Bill Seifarth: For those working in a state that participates in the EMS Compact, the Compact EMS practitioners flexibility and protection to practice across state lines, especially in times of natural disaster relief, like tornadoes and wildfires, but also for large-scale planned events such as concerts and sporting events.
Bill Seifarth: The National Registry envisions technology impacting the field of EMS in many ways over the next several years. In fact, over the next five years, the National Registry will continue to explore the path of Technology Enhanced Items (TEIs) and other technology to enhance the authenticity of our examinations and to make them even more like situations practitioners will encounter in the field.
Additionally, the National Registry is examining different technologies to better develop and enhance the concept of continued competency throughout a practitioner's career. Some of those include virtual and augmented reality and enhanced apps to tailor the recertification process to each practitioner. The advancement of technology is exciting, and the National Registry will continue to explore ways to take advantage of it to better the EMRs, EMTs, Advanced EMTs, and Paramedics that protect the public.
April Heinze: If graduates are looking for a position within public safety communications, some skills and abilities they would need include, but are not limited to, the following:
-Verbal and written communication skills
-Ability to work as a team
April Heinze: There are job opportunities within the public safety communications field all across the United States. Prospective candidates simply need to go to the local, county, and/or state municipality websites and search for job vacancies.
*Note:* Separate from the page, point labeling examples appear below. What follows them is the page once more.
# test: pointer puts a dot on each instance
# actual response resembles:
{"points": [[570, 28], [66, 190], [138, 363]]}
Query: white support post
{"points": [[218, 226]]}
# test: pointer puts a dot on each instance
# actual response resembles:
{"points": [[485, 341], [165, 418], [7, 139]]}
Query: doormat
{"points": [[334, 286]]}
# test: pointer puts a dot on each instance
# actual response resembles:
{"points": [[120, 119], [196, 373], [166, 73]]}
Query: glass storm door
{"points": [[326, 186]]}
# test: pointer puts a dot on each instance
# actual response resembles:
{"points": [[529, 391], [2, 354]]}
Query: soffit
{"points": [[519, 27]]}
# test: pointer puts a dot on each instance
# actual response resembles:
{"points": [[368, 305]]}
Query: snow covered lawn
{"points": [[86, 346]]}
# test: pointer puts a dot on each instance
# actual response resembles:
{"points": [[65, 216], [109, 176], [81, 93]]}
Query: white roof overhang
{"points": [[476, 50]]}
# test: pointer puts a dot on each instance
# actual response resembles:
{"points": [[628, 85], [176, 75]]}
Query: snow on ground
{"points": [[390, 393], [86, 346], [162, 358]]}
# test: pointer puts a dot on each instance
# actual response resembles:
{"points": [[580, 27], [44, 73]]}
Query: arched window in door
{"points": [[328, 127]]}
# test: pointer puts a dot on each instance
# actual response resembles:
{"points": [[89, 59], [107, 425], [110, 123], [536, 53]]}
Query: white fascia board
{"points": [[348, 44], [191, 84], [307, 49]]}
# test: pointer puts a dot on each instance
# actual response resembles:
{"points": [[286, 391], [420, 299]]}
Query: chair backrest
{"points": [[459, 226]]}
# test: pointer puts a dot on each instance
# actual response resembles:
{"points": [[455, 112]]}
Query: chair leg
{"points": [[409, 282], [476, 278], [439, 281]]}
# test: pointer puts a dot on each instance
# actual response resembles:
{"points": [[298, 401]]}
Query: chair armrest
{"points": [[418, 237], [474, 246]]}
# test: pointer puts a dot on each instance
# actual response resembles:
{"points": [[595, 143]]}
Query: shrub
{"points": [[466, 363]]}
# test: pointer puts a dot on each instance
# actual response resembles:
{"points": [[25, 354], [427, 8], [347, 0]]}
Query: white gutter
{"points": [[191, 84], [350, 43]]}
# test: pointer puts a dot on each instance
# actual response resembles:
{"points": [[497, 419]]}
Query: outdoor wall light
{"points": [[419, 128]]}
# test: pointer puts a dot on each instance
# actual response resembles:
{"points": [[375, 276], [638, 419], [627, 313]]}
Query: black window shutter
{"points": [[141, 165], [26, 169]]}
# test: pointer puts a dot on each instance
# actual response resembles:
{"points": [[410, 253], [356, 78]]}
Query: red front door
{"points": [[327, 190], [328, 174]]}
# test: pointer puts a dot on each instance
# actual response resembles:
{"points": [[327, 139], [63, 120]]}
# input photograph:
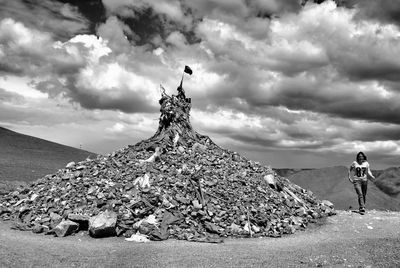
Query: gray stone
{"points": [[66, 227], [103, 224]]}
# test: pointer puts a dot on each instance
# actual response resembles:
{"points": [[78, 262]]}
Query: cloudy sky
{"points": [[289, 83]]}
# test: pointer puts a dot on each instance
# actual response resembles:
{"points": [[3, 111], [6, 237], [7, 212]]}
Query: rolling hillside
{"points": [[389, 181], [26, 158], [332, 184]]}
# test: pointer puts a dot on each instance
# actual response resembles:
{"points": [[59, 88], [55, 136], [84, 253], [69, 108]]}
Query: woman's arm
{"points": [[370, 173], [349, 173]]}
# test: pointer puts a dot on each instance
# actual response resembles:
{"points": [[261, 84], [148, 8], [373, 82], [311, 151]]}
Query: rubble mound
{"points": [[176, 184]]}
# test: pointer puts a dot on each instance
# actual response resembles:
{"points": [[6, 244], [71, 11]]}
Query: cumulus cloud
{"points": [[268, 75], [61, 20]]}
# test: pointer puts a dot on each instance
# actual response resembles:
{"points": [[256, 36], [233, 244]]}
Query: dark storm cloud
{"points": [[386, 11], [61, 20], [120, 99], [11, 97], [337, 100], [27, 51], [378, 133]]}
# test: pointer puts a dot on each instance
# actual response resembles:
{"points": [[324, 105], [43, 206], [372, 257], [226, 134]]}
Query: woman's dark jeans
{"points": [[361, 189]]}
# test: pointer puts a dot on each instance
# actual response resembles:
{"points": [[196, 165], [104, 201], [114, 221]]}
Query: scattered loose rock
{"points": [[191, 187]]}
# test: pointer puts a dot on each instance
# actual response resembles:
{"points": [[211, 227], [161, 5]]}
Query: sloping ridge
{"points": [[26, 158], [177, 183], [389, 181], [331, 183]]}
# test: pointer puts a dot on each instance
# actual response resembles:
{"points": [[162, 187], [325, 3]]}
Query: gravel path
{"points": [[345, 240]]}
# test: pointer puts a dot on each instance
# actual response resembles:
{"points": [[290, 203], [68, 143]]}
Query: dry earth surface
{"points": [[347, 239]]}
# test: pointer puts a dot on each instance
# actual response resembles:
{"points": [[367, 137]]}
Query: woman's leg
{"points": [[364, 186], [357, 187]]}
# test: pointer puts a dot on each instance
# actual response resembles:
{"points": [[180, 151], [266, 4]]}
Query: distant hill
{"points": [[26, 158], [389, 181], [332, 184]]}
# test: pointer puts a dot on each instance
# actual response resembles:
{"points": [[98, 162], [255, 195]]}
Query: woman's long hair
{"points": [[361, 153]]}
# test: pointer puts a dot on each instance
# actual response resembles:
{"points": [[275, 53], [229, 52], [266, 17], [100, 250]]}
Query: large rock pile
{"points": [[176, 184]]}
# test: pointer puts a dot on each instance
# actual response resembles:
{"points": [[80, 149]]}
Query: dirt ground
{"points": [[345, 240]]}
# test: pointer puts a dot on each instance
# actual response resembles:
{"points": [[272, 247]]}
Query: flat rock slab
{"points": [[103, 225]]}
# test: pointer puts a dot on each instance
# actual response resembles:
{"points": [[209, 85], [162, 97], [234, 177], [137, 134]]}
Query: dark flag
{"points": [[188, 70]]}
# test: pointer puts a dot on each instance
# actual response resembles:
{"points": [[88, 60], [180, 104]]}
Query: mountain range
{"points": [[25, 158]]}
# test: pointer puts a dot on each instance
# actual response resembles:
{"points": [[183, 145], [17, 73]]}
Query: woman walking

April Heinze: There will be many advances in technology within 9-1-1 over the next five years. As communications devices advance, so must the ability to receive emergency communications from those devices. Throughout the United States, 9-1-1 is in the process of migrating from the legacy copper wire telephony systems, used today in most 9-1-1 centers, to Next Generation 9-1-1 (NG9-1-1), which is an IP based technology that will allow for pictures, video, and data-rich communications to be delivered to public safety communications professionals.
National Board of Surgical Technology and Surgical Assisting
Ben Price: For surgical technologists and surgical first assistants, credentials are the first thing hiring managers will be looking for. For the surgical technologist, that would be the Certified Surgical Technologist credential, and for surgical first assistants, the Certified Surgical First Assistant credential. A majority of hospitals and a growing number of states in the U.S. require holding one of these credentials to work. Next, they will be looking for experience and any surgical specialization skills the individual may possess.
Ben Price: In both surgical technology and surgical assisting, there's just really no substitute for experience, and there's no way to get that experience outside the operating room.
Ben Price: Surgical technology is an exciting and rapidly growing area, and the operating room is changing fast. In the next five years, we will see the growth of hybrid imaging-operating rooms, increased use of robotic surgery, internet-connected devices, and smart lighting design.